BishopAccountability.org

A Profoundly Catholic Movie that Many Catholics Would Hate

By Kevin O'brien
Waiting for Godot to Leave
September 10, 2014

http://thwordinc.blogspot.com/2014/09/a-profoundly-catholic-movie-that-many.html


It's got some rough language and some violence, but it's the most serious attempt to deal with the Sexual Abuse scandal I've seen.  It's also about a Good Priest.  And it's about the sacrifice of Christ, played out in the life of a Good Priest.  The acting, writing and directing are brilliant.  The characters
are mesmerizing.

It is a fully Catholic movie, deeply spiritual, but set in a very modern, realistic believable anti-christian setting.

It is the most Christian film you're bound to see.
 

  • And you'd never see it on EWTN (the Catholic network - even if the foul language were bleeped and the violence edited out).
  • The Media Report would hate it and condemn it.  
  • That Donohue guy would denounce it.
  • And Super-Catholic Michael Voris may very well miss the point and rail against it, if he ever sees it.
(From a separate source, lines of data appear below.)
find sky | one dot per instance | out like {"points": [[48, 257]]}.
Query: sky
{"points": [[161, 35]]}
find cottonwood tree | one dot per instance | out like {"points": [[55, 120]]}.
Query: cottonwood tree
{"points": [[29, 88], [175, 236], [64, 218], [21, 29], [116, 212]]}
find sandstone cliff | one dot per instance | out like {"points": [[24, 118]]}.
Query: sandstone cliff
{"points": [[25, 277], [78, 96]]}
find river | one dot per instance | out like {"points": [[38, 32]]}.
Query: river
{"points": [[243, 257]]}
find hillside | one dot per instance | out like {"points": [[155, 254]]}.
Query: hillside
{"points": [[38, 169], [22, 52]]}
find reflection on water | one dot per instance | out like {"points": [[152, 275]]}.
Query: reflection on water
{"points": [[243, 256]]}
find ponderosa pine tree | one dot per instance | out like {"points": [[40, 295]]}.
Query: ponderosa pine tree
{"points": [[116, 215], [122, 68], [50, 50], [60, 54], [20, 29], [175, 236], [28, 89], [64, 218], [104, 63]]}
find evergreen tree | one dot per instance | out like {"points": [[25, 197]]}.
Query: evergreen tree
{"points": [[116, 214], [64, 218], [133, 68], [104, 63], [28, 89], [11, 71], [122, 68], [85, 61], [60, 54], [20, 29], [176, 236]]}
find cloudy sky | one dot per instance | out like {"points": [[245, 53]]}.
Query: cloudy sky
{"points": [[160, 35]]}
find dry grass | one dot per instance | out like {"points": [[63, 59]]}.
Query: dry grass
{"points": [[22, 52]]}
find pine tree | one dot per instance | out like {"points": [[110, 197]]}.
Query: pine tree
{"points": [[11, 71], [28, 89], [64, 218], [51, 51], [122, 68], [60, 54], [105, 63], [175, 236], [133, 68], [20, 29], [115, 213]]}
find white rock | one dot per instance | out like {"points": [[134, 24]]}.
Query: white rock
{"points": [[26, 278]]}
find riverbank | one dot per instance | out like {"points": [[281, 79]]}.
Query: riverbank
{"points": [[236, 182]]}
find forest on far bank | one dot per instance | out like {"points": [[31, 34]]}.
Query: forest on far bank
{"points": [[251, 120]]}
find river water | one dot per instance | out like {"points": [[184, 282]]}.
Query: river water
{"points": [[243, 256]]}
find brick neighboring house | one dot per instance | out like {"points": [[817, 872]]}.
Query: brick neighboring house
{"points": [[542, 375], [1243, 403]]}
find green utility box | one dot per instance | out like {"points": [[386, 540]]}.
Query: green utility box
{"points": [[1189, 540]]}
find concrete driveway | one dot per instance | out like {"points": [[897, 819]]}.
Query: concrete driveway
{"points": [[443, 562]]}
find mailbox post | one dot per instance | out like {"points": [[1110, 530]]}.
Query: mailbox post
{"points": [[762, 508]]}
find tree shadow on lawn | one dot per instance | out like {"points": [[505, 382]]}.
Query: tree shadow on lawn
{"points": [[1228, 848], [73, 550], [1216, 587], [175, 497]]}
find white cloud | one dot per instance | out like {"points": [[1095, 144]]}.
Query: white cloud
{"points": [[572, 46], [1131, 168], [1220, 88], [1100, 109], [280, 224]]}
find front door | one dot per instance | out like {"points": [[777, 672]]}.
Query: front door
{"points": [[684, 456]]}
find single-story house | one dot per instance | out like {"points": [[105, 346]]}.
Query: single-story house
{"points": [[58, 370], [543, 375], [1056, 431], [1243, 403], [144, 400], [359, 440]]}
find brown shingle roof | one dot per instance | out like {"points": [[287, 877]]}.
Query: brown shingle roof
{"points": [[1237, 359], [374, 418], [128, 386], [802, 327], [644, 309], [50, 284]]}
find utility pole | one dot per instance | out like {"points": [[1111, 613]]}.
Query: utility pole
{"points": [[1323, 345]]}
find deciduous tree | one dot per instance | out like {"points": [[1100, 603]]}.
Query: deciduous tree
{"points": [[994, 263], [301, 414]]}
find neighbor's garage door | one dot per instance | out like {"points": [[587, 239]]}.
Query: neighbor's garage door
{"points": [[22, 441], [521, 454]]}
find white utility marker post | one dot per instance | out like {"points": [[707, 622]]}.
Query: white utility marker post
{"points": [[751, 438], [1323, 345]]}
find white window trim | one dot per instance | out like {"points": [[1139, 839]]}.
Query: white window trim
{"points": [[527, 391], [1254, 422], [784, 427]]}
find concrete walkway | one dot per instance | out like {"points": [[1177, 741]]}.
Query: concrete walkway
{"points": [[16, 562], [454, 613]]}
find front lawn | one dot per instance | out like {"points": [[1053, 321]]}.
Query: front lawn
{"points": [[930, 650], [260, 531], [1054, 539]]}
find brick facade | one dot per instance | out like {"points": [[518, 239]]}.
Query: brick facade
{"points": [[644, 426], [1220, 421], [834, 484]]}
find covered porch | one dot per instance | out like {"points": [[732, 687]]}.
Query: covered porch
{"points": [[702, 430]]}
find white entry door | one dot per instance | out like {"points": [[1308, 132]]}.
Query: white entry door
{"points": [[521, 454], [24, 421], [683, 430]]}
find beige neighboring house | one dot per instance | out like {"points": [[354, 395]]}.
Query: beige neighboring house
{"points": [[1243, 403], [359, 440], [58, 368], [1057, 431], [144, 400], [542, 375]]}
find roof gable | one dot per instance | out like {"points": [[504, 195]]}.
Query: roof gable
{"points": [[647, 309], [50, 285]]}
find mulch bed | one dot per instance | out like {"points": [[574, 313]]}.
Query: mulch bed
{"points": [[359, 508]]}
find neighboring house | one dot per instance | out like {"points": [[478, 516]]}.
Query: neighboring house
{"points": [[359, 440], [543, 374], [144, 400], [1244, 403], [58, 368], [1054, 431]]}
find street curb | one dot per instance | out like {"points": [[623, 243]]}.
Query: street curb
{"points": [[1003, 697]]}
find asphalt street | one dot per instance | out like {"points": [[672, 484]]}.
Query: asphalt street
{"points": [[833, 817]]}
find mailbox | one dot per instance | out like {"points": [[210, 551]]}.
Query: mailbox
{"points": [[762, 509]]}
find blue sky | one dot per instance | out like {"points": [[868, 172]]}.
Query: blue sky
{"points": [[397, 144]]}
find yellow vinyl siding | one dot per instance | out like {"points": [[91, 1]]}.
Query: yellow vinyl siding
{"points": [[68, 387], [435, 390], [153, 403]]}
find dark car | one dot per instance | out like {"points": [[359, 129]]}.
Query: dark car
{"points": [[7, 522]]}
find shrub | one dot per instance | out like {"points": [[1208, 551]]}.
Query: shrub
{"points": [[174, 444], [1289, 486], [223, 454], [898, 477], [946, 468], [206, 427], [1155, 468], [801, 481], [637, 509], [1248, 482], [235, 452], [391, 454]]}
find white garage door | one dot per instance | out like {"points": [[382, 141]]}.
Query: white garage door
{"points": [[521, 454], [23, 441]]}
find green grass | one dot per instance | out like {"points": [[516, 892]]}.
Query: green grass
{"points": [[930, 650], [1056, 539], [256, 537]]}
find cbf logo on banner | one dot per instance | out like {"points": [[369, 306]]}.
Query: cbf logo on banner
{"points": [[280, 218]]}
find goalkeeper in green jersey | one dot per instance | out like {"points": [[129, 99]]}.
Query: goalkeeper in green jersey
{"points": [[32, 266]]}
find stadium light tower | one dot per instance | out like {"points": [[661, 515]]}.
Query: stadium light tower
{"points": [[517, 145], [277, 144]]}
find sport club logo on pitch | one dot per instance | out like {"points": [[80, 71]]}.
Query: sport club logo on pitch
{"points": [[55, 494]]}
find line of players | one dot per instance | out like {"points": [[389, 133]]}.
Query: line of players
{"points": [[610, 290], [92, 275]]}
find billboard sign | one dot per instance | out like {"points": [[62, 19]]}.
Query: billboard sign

But it's the most profoundly Catholic film that's been made in years.  It is a retelling of the sacrifice of Jesus Christ.  And it is therefore, for many of us, a stumbling block.


ADDENDUM

A Facebook friend says that this movie is so foul that most "innocent Catholics" should avoid it.  And that's the problem.  There are no "innocent Catholics".  If there were, we would not need this film.  And we would not need Christ.


ADDENDUM 2

Some readers are upset that this is not a real review.  Others are glad I'm not offering spoilers.

I will say this much.  This is from a message I sent to a group of fellow actors and artists yesterday ...
 

If any of you see the movie Cavalry - which is very good and is about an Irish priest in modern rural Ireland doing his best under very difficult circumstances - there's a scene in which an atheist taunts the priest with a description of terror, despair and hell that is all about darkness, about innocent children trapped in darkness. It provokes the priest to fury the way nothing else in the movie does. It's a chilling scene, in which the atheist describes a three year old boy waking up after surgery, having had a reaction to the anasthesia, being blind, deaf and dumb for the rest of his life and the horror and abandonment the boy must have felt, not knowing how he's trapped, where his parents are, when it will end.
And St. John talks about how the light has come into the world, and the darkness has not overcome it - and yet some people prefer darkness to light, for their deeds are evil. 
In this movie (as in life), the light is fidelity and love, though in the movie (as in life) it shines through unexpectedly and shockingly in the most glum of moments.
It is rather overwhelming that we are the light of the world, as Our Lord tells us. We dark souls are light for others. Yes, our art is part of that. But much more so is who we are as people. That's the light that others, who may be trapped in a darkness we cannot imagine, seek.